I wanted to just address everyone at one time so here goes:
Thank you everyone! I appreciate all the responses.
I’ve decided to start small. I sang in the car on the way home from work yesterday. I also play music on my computer at work so this morning, when both bosses were away, I turned up my favorite tunes and let it rip! tee hee
My breathing is nowhere near how it used to be but I don’t care. It feels good to sing along with the radio. I may branch out later and do the community or church choir but I’m good with what I’m doing for now.
On the forgiveness issue, I’ve lived with guilt and shame for a very long time. I got this wonderful book that describes both wonderfully. If you’re at all interested, it’s called, “Shame and Guilt: Masters of Disguise”. This book really helped me to see how guilt and shame had influenced my life throughout. Whereas feeling guilty is because you have in fact done something wrong, shame is the feeling that you yourself are bad because of the act…that you have no redeeming qualities and are not worthy of forgiveness. Sound familiar? Yep, me in a nutshell. Now that I have that information I need to figure out how to dig myself out of this pit.
After so many years of living with shame (and guilt), it’s going to take some time to change some things. Thanks for going through this with me. (many cyber hugs)

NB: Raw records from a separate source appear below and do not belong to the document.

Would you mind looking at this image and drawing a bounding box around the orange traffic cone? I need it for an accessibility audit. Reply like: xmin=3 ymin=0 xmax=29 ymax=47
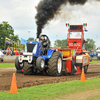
xmin=10 ymin=73 xmax=17 ymax=93
xmin=81 ymin=68 xmax=85 ymax=81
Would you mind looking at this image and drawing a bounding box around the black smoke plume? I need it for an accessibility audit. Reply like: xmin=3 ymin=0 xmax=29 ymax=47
xmin=35 ymin=0 xmax=87 ymax=38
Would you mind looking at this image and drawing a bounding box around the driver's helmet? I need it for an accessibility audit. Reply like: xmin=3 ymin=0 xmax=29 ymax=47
xmin=41 ymin=36 xmax=46 ymax=42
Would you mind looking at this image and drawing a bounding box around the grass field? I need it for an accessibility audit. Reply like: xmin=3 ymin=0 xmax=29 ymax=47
xmin=0 ymin=78 xmax=100 ymax=100
xmin=0 ymin=63 xmax=15 ymax=68
xmin=0 ymin=59 xmax=100 ymax=68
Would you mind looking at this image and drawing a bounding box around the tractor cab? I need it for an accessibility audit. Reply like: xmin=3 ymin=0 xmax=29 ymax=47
xmin=66 ymin=24 xmax=87 ymax=53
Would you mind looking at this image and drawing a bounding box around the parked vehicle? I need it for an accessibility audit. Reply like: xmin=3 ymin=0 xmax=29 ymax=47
xmin=15 ymin=24 xmax=90 ymax=76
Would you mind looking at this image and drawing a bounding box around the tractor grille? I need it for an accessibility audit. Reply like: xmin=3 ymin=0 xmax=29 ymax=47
xmin=27 ymin=44 xmax=36 ymax=52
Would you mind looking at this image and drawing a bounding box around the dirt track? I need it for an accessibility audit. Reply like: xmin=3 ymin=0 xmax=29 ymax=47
xmin=0 ymin=64 xmax=100 ymax=91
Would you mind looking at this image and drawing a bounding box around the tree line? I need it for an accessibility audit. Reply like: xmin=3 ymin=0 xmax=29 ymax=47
xmin=0 ymin=21 xmax=96 ymax=51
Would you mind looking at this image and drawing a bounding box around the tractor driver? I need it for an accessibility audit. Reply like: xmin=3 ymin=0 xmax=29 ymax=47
xmin=41 ymin=36 xmax=50 ymax=55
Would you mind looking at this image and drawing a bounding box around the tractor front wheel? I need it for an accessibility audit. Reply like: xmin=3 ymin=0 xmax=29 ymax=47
xmin=48 ymin=52 xmax=62 ymax=76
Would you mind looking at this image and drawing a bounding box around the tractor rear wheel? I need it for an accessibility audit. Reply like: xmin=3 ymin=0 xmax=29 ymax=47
xmin=15 ymin=57 xmax=22 ymax=70
xmin=23 ymin=62 xmax=33 ymax=75
xmin=48 ymin=52 xmax=62 ymax=76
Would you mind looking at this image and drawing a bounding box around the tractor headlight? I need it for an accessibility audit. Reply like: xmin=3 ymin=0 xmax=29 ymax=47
xmin=33 ymin=44 xmax=37 ymax=54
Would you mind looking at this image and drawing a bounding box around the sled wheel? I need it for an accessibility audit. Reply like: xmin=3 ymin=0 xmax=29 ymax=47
xmin=15 ymin=57 xmax=22 ymax=70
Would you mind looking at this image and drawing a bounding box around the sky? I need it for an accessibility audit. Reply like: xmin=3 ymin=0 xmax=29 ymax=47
xmin=0 ymin=0 xmax=100 ymax=47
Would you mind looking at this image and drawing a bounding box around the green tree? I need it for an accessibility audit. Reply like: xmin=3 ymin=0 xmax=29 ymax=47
xmin=0 ymin=21 xmax=19 ymax=49
xmin=54 ymin=39 xmax=68 ymax=48
xmin=85 ymin=38 xmax=96 ymax=51
xmin=27 ymin=37 xmax=35 ymax=41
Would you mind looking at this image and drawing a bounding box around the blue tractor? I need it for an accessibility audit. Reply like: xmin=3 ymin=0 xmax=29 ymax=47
xmin=15 ymin=35 xmax=62 ymax=76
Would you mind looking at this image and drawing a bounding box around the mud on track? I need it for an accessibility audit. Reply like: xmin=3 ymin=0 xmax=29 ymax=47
xmin=0 ymin=64 xmax=100 ymax=91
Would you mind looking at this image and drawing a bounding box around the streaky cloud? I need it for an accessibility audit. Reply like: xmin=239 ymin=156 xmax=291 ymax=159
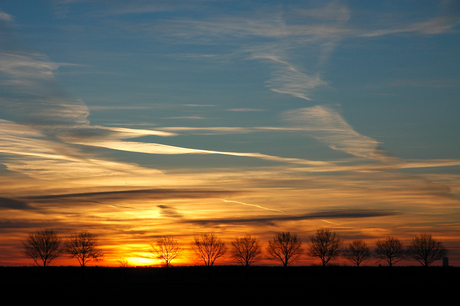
xmin=182 ymin=209 xmax=401 ymax=226
xmin=282 ymin=105 xmax=399 ymax=162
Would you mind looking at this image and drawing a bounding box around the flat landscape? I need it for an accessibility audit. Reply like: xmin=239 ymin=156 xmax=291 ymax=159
xmin=0 ymin=266 xmax=460 ymax=305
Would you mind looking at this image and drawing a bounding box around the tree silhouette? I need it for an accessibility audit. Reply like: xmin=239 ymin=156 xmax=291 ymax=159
xmin=191 ymin=233 xmax=227 ymax=267
xmin=267 ymin=232 xmax=303 ymax=267
xmin=65 ymin=231 xmax=103 ymax=267
xmin=307 ymin=229 xmax=341 ymax=266
xmin=342 ymin=240 xmax=371 ymax=267
xmin=150 ymin=237 xmax=183 ymax=268
xmin=231 ymin=235 xmax=262 ymax=267
xmin=23 ymin=229 xmax=63 ymax=267
xmin=408 ymin=233 xmax=447 ymax=267
xmin=374 ymin=236 xmax=407 ymax=267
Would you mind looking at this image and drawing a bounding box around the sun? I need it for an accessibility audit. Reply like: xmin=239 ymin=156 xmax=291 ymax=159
xmin=126 ymin=257 xmax=154 ymax=267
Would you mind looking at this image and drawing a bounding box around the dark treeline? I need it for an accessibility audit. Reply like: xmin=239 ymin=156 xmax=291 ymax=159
xmin=5 ymin=230 xmax=460 ymax=304
xmin=22 ymin=229 xmax=448 ymax=268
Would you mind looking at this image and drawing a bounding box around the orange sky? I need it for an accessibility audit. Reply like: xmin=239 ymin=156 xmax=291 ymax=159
xmin=0 ymin=0 xmax=460 ymax=266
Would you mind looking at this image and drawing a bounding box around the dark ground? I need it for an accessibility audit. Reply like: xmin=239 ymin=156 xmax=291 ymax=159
xmin=0 ymin=266 xmax=460 ymax=305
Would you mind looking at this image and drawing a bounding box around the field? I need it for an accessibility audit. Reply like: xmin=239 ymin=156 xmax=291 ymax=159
xmin=0 ymin=266 xmax=460 ymax=305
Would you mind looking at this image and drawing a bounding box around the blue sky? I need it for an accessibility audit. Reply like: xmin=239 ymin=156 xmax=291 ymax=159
xmin=0 ymin=0 xmax=460 ymax=264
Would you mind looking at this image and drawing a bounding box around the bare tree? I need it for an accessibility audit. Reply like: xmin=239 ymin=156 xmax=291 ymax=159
xmin=408 ymin=233 xmax=447 ymax=267
xmin=65 ymin=231 xmax=103 ymax=267
xmin=150 ymin=237 xmax=183 ymax=268
xmin=267 ymin=232 xmax=303 ymax=267
xmin=307 ymin=229 xmax=341 ymax=266
xmin=192 ymin=233 xmax=227 ymax=267
xmin=231 ymin=235 xmax=262 ymax=267
xmin=374 ymin=236 xmax=407 ymax=267
xmin=22 ymin=229 xmax=63 ymax=267
xmin=342 ymin=240 xmax=371 ymax=267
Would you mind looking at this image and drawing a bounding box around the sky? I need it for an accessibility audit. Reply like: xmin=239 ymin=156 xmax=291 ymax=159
xmin=0 ymin=0 xmax=460 ymax=266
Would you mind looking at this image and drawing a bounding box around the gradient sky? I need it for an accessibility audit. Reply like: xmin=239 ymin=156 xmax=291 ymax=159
xmin=0 ymin=0 xmax=460 ymax=265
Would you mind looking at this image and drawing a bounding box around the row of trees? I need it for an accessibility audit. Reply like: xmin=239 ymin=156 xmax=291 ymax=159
xmin=23 ymin=229 xmax=103 ymax=267
xmin=23 ymin=229 xmax=447 ymax=267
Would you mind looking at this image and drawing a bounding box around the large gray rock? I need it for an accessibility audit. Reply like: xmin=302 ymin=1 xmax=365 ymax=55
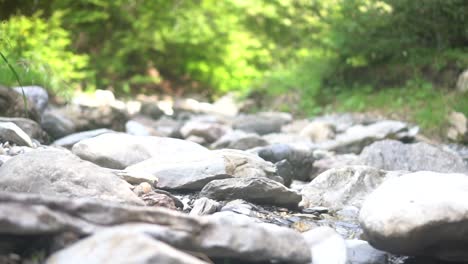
xmin=301 ymin=166 xmax=399 ymax=210
xmin=211 ymin=130 xmax=268 ymax=150
xmin=13 ymin=86 xmax=49 ymax=114
xmin=41 ymin=109 xmax=76 ymax=139
xmin=233 ymin=112 xmax=292 ymax=135
xmin=0 ymin=117 xmax=49 ymax=143
xmin=0 ymin=149 xmax=143 ymax=204
xmin=62 ymin=103 xmax=128 ymax=131
xmin=255 ymin=144 xmax=314 ymax=181
xmin=319 ymin=120 xmax=417 ymax=154
xmin=213 ymin=149 xmax=281 ymax=181
xmin=357 ymin=140 xmax=468 ymax=172
xmin=0 ymin=192 xmax=311 ymax=263
xmin=0 ymin=85 xmax=41 ymax=122
xmin=200 ymin=177 xmax=302 ymax=208
xmin=447 ymin=112 xmax=468 ymax=143
xmin=346 ymin=239 xmax=389 ymax=264
xmin=52 ymin=128 xmax=115 ymax=149
xmin=190 ymin=197 xmax=221 ymax=215
xmin=360 ymin=171 xmax=468 ymax=262
xmin=125 ymin=152 xmax=232 ymax=190
xmin=180 ymin=120 xmax=230 ymax=143
xmin=46 ymin=226 xmax=208 ymax=264
xmin=126 ymin=148 xmax=281 ymax=190
xmin=72 ymin=133 xmax=209 ymax=169
xmin=0 ymin=122 xmax=34 ymax=147
xmin=302 ymin=226 xmax=348 ymax=264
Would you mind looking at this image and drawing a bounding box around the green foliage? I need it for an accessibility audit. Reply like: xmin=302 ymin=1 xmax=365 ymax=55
xmin=0 ymin=13 xmax=87 ymax=95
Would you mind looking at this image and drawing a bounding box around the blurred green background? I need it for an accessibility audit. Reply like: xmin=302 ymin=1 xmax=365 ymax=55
xmin=0 ymin=0 xmax=468 ymax=132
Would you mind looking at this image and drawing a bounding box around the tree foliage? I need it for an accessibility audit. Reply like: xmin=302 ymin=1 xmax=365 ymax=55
xmin=0 ymin=0 xmax=468 ymax=98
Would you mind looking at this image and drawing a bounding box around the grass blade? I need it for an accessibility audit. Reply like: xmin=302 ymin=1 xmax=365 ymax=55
xmin=0 ymin=51 xmax=29 ymax=116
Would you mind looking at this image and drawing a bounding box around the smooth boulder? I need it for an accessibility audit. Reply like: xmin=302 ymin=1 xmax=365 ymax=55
xmin=0 ymin=149 xmax=143 ymax=205
xmin=45 ymin=226 xmax=208 ymax=264
xmin=356 ymin=140 xmax=468 ymax=173
xmin=0 ymin=192 xmax=311 ymax=264
xmin=360 ymin=171 xmax=468 ymax=262
xmin=301 ymin=166 xmax=399 ymax=209
xmin=200 ymin=177 xmax=302 ymax=208
xmin=72 ymin=133 xmax=208 ymax=169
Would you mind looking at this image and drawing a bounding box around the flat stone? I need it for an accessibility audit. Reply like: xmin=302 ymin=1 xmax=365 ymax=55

Yay for baby steps! And for singing in the car. 🙂
I’m learning forgiveness as well.
As I learn to have compassion for me, forgiveness comes easier. I’m trying to exhibit the life of Christ to my own self as well as to others…
I just wanted to comment on your post as I have been going through a similar struggle.
I have sung my whole life nad really tried to make a name for myself singing. I too used to sing in the church choir and ejoy it and I too stopped going as I made a painful personal decision that was not in line with Christs teachings and I couldnt be hypocritical and continue.
Now I feel that there is no point in trying to sing as any efforts to succeed would fail as I do not believe I deserve success.
I turn down any opportunities as I believe everyone knows about me and is disgusted by me and have no direction anymore as singing is all i ever wanted to do.
Its a tough one, but I am glad you have made the decision to get up and fight back! I wish you well. xxxxx
I googled “I don’t sing anymore” because I don’t. There was a time in my life that all I did was sing. I sang any place any time and it felt good. It was as natural to me as breathing. I feel no desire to sing anymore and I’m numb. I’m sad. I just wondered if anyone out there had ever uttered those words before on the world wide web and so far…this is the ony one that I found. I feel the pain of the person who posted this initial story. I hope she can again sing. I “hope” that I can too one day. And soon.